At Carbon 2009, I appreciated one talk in particular given by Xinyuan Liu (from the
Laboratory for Environmental and Health Nanoscience at Brown University) which outlined the inconsistencies in CNT bioeffects studies published to date. She also outlined the three potential categories of risk related to carbon nanotubes:
- Metal impurities left after the synthesis of carbon nanotubes:
It turns out that many of the bioeffects reported to date are likely attributable to impurities that remain in the sample after the complex chemical synthesis processes used to generate CNTs. In particular, metal catalysts such as nickel or ytirium. For example, ytirium has been shown to inhibit calcium ion channels (important in the transmission of signals from one nerve to the next, or from nerve to muscle).
- The effect of carbon nanotubes on reactive oxygen species (ROS):
CNTs apparently deplete natural antioxidants (in simulated biological environments) in a dose-dependent fashion. For example, folic acid adheres to the hydrophobic surface of CNTs.

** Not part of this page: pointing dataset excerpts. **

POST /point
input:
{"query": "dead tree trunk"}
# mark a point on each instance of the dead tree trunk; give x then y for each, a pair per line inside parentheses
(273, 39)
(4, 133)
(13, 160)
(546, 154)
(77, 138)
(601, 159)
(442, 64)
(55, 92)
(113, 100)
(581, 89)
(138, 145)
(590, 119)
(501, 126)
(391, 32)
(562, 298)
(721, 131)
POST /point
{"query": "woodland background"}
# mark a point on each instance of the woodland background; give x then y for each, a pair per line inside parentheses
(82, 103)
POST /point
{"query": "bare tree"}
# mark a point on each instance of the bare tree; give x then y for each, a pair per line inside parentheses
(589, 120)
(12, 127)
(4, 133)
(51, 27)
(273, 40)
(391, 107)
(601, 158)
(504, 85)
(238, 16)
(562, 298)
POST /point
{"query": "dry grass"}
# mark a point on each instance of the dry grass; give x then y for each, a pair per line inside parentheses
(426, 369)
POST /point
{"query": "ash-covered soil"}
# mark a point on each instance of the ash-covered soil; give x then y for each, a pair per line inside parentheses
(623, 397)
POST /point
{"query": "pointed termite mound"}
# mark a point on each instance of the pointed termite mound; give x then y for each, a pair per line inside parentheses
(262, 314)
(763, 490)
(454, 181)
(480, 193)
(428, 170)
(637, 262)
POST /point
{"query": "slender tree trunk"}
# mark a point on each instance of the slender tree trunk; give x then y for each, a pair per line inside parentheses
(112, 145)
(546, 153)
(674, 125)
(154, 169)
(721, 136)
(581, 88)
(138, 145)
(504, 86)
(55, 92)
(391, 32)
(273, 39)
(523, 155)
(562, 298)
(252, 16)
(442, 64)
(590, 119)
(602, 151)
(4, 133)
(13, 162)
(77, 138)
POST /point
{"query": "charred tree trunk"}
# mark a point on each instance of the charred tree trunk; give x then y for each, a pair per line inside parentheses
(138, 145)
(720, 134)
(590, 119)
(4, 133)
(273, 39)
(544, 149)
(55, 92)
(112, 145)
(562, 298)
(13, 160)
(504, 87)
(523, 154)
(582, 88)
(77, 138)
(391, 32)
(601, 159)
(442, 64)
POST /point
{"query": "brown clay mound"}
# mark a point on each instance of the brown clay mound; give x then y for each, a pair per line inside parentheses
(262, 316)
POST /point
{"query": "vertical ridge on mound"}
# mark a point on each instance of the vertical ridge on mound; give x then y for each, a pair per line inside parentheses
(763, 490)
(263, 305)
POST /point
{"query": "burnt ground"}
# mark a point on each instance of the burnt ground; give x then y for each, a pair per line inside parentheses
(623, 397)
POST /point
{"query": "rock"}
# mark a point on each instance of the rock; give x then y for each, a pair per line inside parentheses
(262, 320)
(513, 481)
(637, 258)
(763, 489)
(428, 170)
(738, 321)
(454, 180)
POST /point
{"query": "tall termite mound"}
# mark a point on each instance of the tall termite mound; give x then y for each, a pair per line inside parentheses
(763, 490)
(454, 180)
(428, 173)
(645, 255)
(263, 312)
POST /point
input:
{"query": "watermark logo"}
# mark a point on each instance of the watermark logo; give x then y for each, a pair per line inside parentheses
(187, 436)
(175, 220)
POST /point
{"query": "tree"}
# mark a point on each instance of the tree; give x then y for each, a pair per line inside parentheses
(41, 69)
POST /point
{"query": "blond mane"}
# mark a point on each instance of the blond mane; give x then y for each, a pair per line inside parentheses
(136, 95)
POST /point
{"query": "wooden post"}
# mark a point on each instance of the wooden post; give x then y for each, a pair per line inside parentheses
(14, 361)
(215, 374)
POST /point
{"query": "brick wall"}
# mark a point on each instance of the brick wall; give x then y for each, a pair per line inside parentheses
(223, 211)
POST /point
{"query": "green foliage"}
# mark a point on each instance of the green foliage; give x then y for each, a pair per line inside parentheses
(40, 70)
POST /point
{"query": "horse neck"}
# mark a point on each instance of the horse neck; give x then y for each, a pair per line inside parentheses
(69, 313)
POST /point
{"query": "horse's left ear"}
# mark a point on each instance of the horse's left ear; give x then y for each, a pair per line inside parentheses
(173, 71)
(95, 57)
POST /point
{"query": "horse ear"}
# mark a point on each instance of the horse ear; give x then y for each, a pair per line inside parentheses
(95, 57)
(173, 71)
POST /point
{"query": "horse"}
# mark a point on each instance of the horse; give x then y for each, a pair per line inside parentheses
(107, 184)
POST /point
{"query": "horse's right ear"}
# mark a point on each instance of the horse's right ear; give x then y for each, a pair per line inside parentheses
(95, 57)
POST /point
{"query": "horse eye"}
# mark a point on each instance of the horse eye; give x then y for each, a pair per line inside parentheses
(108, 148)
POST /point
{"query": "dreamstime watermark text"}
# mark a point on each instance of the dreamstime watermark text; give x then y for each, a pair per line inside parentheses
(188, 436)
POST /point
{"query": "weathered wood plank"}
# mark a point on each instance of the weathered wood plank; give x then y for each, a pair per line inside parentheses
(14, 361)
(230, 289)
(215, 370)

- The biophysical implications of the geometry of carbon nanotubes:
Given the long length of many CNTs, they are too large for single macrophages to absorb. Eventually, when multiple macrophages would be recruited to this hopeless task, there would be the potential to develop granulomas. This is perhaps why some researchers have reported asbestos-like pathology related to CNTs (as the problem with asbestos is analogous). The other biophysical implication of carbon nanotubes is their biopersistence. It is likely that the different types of CNTs vary in persistence, so more studies need to be done. For now, we must consider the possibility that carbon nanotubes are bioaccumulative (like heavy metals).
What worries me is not the carbon nanotubes that will be chemically integrated into other materials (and never to be near humans in their raw form), such as improved airplane wings, or those that will form the basis of new medical treatments, such as drug-delivering mechanisms (as these will have to go through the typical battery of clinical trials). My concern is the carbon nanotubes that were not purposely intended for human exposure, such as those in an industrial manufacturing process. If there ever was an accidental release of CNTs in the environment, not only would we not know their long-term effects (on humans, or on the biosphere), we would be hard-pressed to find and measure their levels, let alone “clean up” the invisible mess.